Facebook Twitter Google+ Les dernières actualités
samedi 20 avril 2024
Antananarivo | 16h48
 

Culturel

Jean-Joseph Rabearivelo, arraché à l’oubli

mercredi 26 janvier 2011

(MFI/25.01.2011) Senghor qui avait inclus ses poèmes dans sa célèbre Anthologie de la poésie africaine et malgache voyait en lui le « Prince des poètes malgaches ». Ses Œuvres complètes viennent d’être publiées aux éditions du CNRS. Elles permettront de redécouvrir, en France comme à Madagascar, le pays natal de Jean-Joseph Rabearivelo, ce grand poète de l’avant-Négritude, du spleen colonial et de la précarité du métissage, ont rappelé les intervenants à la Journée de lancement du premier volume des Œuvres complètes qui s’est tenue le 24 janvier à la prestigieuse École normale supérieure de Paris. Traducteur, romancier, dramaturge, essayiste, poète, « JJR » qui avait changé ses prénoms pour que ses initiales ressemblent à celles de Rousseau, avait situé son travail au carrefour de la grande tradition française et de la poésie en langue malgache. Entretien par courriel avec Brice Rakotomanga, son petit-fils, représentant et porte-parole des ayants-droits du poète à Antananarivo.

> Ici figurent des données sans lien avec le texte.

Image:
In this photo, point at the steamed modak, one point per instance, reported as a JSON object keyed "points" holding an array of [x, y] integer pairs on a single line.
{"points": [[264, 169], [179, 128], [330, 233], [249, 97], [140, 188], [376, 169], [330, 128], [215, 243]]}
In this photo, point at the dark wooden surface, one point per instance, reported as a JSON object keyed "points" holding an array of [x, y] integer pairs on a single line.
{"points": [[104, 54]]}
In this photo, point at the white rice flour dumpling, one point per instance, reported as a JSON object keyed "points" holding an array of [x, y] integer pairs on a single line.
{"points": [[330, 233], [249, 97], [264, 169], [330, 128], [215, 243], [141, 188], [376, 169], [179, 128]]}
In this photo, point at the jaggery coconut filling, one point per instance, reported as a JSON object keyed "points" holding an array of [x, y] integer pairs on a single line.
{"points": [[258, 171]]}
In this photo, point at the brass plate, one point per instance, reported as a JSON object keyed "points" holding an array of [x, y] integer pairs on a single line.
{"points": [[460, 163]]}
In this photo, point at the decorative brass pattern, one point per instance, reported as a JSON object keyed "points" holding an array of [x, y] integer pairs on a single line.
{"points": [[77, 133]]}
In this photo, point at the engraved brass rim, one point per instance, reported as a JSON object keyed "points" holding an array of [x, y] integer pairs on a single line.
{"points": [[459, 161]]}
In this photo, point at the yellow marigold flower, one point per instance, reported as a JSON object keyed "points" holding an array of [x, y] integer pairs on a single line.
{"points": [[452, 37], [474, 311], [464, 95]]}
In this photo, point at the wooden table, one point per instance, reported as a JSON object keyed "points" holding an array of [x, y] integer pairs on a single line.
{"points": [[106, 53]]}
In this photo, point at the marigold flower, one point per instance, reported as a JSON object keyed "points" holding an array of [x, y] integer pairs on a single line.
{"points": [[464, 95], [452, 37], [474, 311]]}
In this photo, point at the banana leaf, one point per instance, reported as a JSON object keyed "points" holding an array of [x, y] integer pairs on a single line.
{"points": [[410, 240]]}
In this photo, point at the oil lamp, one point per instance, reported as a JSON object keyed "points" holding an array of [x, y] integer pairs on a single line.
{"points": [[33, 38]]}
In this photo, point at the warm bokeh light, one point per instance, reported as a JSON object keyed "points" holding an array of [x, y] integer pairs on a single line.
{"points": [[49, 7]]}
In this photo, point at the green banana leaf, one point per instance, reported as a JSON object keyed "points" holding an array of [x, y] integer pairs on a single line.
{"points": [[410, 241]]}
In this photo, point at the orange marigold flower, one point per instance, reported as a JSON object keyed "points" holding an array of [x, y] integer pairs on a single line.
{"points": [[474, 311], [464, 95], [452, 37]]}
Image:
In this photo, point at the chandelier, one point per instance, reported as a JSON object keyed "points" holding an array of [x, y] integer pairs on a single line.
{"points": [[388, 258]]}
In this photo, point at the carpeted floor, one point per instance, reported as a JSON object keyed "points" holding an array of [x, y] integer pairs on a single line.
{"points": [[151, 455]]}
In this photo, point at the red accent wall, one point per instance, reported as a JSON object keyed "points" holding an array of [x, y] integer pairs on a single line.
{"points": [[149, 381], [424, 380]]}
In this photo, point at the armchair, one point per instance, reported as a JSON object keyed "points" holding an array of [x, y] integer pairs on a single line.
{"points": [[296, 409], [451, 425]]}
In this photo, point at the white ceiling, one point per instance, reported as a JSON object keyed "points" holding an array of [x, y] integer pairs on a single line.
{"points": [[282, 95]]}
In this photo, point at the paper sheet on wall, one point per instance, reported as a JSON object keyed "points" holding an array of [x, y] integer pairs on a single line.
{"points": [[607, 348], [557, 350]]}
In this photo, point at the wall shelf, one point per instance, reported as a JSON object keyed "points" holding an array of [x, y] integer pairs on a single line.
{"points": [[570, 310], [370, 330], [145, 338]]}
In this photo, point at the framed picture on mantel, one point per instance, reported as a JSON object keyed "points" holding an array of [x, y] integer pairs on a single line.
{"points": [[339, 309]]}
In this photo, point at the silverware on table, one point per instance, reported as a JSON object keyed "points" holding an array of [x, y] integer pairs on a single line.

RFI : Le CNRS publie le premier volume des Œuvres complètes de votre grand-père. Etes-vous content de cette publication qui est le résultat d’un long travail de sauvegarde et de mise en valeur des manuscrits inédits réalisé par les chercheurs ?

Brice Rakotomanga : Oui, je suis très content du travail fait par toute l’équipe, à l’étranger et à Madagascar. Et je suis très fier de ce qu’ils ont accompli, qui n’a pas été facile du tout.

RFI : Grâce à ces Œuvres complètes, nous découvrons les fameux Calepins bleus, les journaux intimes de Rabearivelo, jamais édités jusqu’ici. Pourquoi votre famille a-t-elle attendu soixante-dix ans pour les publier ?

B.R. : Les démarches pour la publication des Calepins bleus, commencées en 1991, avec Mme Ulla Schild, professeur d’Ethnologie à l’université de Mayence, et Mme Christiane Diop de Présence Africaine, n’ont abouti qu’à la fin 2010.

RFI : Pourquoi votre Oncle Solofo - qui s’était occupé de la publication de l’œuvre de votre grand-père -, vous avait-il interdit de lire ces textes ?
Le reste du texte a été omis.